Attraverso il guardaroba del babbo ed i vecchi
film, nella nostra mente si è tramandata
e ancora si tramanda una predisposizione a comprenderlo
istintivamente. La sua voce discreta è
oggi disturbata dal rumore di fondo di nuove tipologie,
spesso orientate ad un pubblico troppo poco competente
e sensibile alla qualità apparente più
che a quella reale. Eppure le pagine della sua
antologia sono di così limpida poesia che,
al momento in cui viene ben interpretata, tutti
ne comprendono l'altezza. E' una vera e propria
letteratura, con i suoi classici ed i suoi autori
moderni. Tra i professori che meglio conoscono
la lingua e la letteratura dei tessuti, vi è
il bolognese Dante De Paz, erede di una dinastia
di drappieri alla quale si è già
aggiunta col figlio Daniele una nuova generazione.

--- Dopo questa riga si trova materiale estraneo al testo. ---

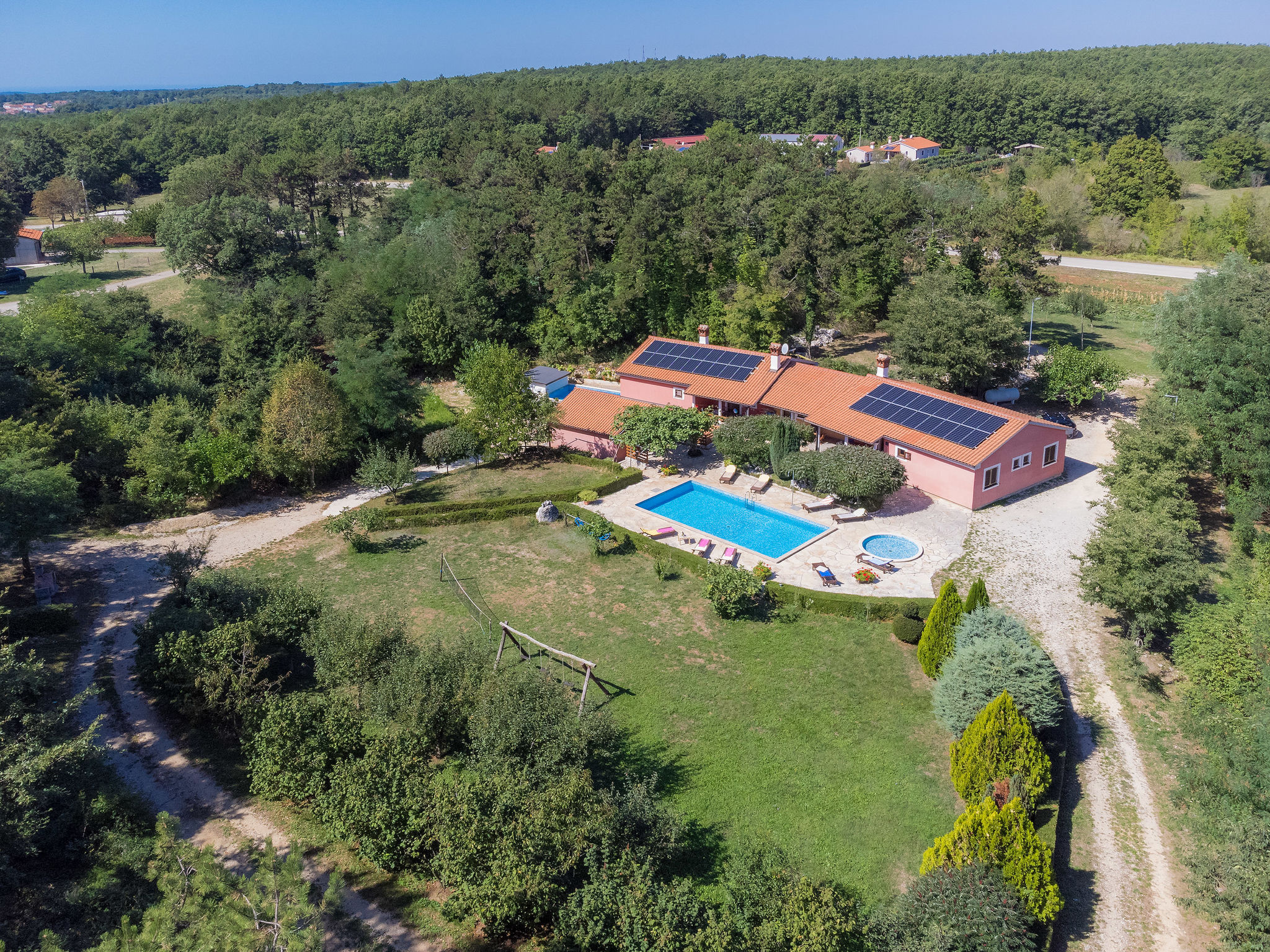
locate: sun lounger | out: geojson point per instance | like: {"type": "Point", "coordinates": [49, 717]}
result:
{"type": "Point", "coordinates": [665, 532]}
{"type": "Point", "coordinates": [819, 505]}
{"type": "Point", "coordinates": [884, 564]}
{"type": "Point", "coordinates": [826, 573]}
{"type": "Point", "coordinates": [851, 517]}
{"type": "Point", "coordinates": [761, 484]}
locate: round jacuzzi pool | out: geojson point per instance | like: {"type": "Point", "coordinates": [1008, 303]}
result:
{"type": "Point", "coordinates": [898, 549]}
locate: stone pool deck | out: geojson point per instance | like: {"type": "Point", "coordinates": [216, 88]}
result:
{"type": "Point", "coordinates": [940, 527]}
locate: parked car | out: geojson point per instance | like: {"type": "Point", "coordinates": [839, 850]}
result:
{"type": "Point", "coordinates": [1072, 433]}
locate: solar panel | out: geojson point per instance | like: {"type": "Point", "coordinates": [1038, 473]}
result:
{"type": "Point", "coordinates": [931, 415]}
{"type": "Point", "coordinates": [704, 361]}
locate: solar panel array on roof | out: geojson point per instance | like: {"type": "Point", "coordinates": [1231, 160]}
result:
{"type": "Point", "coordinates": [693, 358]}
{"type": "Point", "coordinates": [931, 415]}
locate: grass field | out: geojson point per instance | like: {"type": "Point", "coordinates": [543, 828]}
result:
{"type": "Point", "coordinates": [814, 729]}
{"type": "Point", "coordinates": [69, 277]}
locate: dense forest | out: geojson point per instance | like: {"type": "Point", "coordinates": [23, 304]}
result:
{"type": "Point", "coordinates": [91, 100]}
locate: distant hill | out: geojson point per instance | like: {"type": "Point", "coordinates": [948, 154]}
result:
{"type": "Point", "coordinates": [91, 100]}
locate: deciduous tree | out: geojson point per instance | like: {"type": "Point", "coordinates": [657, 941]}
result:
{"type": "Point", "coordinates": [305, 425]}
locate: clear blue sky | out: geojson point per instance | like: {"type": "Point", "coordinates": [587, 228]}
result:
{"type": "Point", "coordinates": [173, 43]}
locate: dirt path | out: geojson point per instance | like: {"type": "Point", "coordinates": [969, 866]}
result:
{"type": "Point", "coordinates": [1024, 550]}
{"type": "Point", "coordinates": [140, 748]}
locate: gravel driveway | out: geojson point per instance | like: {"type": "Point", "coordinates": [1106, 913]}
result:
{"type": "Point", "coordinates": [1121, 884]}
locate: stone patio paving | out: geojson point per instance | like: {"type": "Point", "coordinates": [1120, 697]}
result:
{"type": "Point", "coordinates": [940, 527]}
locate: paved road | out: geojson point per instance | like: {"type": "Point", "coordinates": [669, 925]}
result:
{"type": "Point", "coordinates": [12, 306]}
{"type": "Point", "coordinates": [1160, 271]}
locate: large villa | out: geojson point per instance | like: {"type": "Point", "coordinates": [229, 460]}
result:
{"type": "Point", "coordinates": [954, 447]}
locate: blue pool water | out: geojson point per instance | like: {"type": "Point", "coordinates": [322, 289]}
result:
{"type": "Point", "coordinates": [890, 546]}
{"type": "Point", "coordinates": [724, 517]}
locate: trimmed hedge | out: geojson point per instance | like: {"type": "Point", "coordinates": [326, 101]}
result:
{"type": "Point", "coordinates": [41, 621]}
{"type": "Point", "coordinates": [868, 607]}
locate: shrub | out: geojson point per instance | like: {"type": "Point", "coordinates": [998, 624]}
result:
{"type": "Point", "coordinates": [977, 597]}
{"type": "Point", "coordinates": [732, 592]}
{"type": "Point", "coordinates": [908, 630]}
{"type": "Point", "coordinates": [988, 622]}
{"type": "Point", "coordinates": [625, 906]}
{"type": "Point", "coordinates": [938, 641]}
{"type": "Point", "coordinates": [998, 744]}
{"type": "Point", "coordinates": [299, 742]}
{"type": "Point", "coordinates": [384, 801]}
{"type": "Point", "coordinates": [957, 908]}
{"type": "Point", "coordinates": [356, 526]}
{"type": "Point", "coordinates": [980, 672]}
{"type": "Point", "coordinates": [853, 474]}
{"type": "Point", "coordinates": [1003, 838]}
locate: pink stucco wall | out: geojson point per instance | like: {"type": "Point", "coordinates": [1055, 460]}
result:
{"type": "Point", "coordinates": [1033, 439]}
{"type": "Point", "coordinates": [653, 392]}
{"type": "Point", "coordinates": [935, 475]}
{"type": "Point", "coordinates": [964, 487]}
{"type": "Point", "coordinates": [584, 442]}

E' specializzato in tessuti inglesi e in tutto
il suo negozio non esiste nulla che non porti
la dicitura "Made in England". Non si
tratta di servilismo o esterofilia, ma di specializzazione.
La gran parte della cultura dell'abbigliamento
maschile e degli oggetti che la arricchiscono
è stata creata nel Regno Unito. Poiché
ciò è facilmente dimostrabile, negare
questa primogenitura è una certificazione
di partigianeria ed ignoranza. Approfondire con
Dante il significato e la genesi di un tessuto
è un'esperienza coinvolgente. Ora che i
grandi tessuti classici vanno incontro a modificazioni
genetiche come il grano ed il pomodoro, gli intransigenti
o i più esigenti giungono da lontano nel
suo negozio per la ricerca di un donegal, di un
harris, di un whipcord o di un bedford-cord. Dante
amministra la propria scienza con tatto, senza
divulgarla con troppa facilità e senza
nasconderla. La conoscenza non è in lui
disgiunta da una sensibilità estetica particolare.